Novelist Jonathan Franzen wrote in the New York Times:

“The fundamental fact about all of us is that we’re alive for a while but will die before long. This fact is the real root cause of all our anger and pain and despair. And you can either run from this fact or, by way of love, you can embrace it. When you stay in your room and rage or sneer or shrug your shoulders, as I did for many years, the world and its problems are impossibly daunting. But when you go out and put yourself in real relation to real people, or even just real animals, there’s a very real danger that you might love some of them.”

The reason I was very happy teaching young kids on occasions in the past is because their innocence inspired me and their spontaneity impressed me. A child’s level of intuition is greater at times than that of adults – the same reason a blind man has a sharp sense of hearing – and if they think you deserve it, you get their unalloyed love and adoration.

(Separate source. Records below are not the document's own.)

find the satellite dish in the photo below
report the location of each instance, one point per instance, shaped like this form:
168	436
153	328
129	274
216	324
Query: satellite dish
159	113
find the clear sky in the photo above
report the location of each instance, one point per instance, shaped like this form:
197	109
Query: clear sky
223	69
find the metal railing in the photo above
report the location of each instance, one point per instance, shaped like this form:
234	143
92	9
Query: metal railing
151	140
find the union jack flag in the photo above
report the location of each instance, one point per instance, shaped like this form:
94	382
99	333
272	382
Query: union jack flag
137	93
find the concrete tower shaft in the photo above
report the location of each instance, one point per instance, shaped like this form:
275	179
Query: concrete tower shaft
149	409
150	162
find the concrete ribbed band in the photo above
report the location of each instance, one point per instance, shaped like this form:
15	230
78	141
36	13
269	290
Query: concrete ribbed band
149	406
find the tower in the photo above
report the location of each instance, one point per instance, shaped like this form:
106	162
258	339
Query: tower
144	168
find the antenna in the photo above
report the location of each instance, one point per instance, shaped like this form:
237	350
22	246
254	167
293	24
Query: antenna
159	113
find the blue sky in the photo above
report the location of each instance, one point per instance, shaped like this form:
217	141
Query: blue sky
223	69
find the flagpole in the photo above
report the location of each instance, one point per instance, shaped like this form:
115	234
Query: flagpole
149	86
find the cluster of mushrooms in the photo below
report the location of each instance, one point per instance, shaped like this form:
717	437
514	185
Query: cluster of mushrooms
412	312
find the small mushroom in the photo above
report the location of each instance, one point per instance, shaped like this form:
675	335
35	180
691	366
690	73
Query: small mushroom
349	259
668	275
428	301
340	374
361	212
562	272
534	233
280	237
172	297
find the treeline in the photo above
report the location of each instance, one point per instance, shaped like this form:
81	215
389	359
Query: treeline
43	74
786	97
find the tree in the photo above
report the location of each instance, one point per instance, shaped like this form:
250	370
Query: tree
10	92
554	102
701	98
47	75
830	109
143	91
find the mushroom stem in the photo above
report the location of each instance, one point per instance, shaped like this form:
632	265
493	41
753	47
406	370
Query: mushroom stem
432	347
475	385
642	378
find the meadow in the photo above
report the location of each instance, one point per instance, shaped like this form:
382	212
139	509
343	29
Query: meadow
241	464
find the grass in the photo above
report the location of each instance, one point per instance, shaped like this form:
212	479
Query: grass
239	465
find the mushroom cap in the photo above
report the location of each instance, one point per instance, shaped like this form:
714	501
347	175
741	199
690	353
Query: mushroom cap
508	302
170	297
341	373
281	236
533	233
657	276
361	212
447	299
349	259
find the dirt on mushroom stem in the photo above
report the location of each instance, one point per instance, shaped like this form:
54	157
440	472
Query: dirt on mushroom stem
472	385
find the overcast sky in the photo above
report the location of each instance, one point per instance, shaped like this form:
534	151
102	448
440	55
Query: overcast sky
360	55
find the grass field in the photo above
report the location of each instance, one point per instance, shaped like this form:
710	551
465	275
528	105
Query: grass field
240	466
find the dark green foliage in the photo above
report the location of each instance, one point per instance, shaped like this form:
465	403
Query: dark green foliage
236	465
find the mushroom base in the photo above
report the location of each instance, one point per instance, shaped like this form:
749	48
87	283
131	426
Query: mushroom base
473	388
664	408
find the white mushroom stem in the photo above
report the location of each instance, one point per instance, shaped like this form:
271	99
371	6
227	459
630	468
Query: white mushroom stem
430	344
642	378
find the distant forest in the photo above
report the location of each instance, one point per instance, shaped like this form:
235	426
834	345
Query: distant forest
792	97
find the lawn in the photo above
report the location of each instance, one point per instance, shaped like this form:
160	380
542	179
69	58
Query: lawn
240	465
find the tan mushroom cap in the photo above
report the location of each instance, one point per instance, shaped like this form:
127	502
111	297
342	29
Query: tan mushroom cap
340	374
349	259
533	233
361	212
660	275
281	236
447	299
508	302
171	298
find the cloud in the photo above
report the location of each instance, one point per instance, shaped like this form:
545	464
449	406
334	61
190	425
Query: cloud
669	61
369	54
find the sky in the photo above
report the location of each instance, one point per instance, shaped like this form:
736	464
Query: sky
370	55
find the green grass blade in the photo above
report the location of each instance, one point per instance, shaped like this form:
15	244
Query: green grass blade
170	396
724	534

I once taught a class of Taiwanese kids to sing Radiohead’s Karma Police for a presentation. I don’t know why, I just thought it would be amusing. Seeing how happy they were singing: “This is what you get, this is what you get, when you mess with us” was a profound moment for me. The reason why, and I only really realized this years later when writing a story about Taiwan, was that these kids had rendered a very cynical and dark song beautiful. Their innocence disarmed Tom Yorke’s menacing lyrics. The meaning of the song was the same, but it was also more hopeful. It was still a serious song, but no longer as cynical.

It would be nice to be endowed with something like intellectual innocence, to be both wise and childish, a bit like Yoda.

When Dennis was reading my palm a few days after I wrote the previous sentence he remarked on the importance of an adult releasing his “wow” (now again – “wow” being childish curiosity, allowing spontaneous urges, perhaps even to a fault). He told me to be more “vulnerable.”

I’m not actually sure if Friedrich Nietzsche was right when he said that negative experiences will make us stronger if we survive them. Some traumas are hard to overcome, otherwise surely the balance of equality wouldn’t be so lopsided. But I agree with Jonathan Franzen; we have to stick our necks out and get out there in the real world, we must let ourselves become vulnerable.

Get out from behind that computer screen, and go and play outdoors. Thanks for reading, I’ll see you on the outside.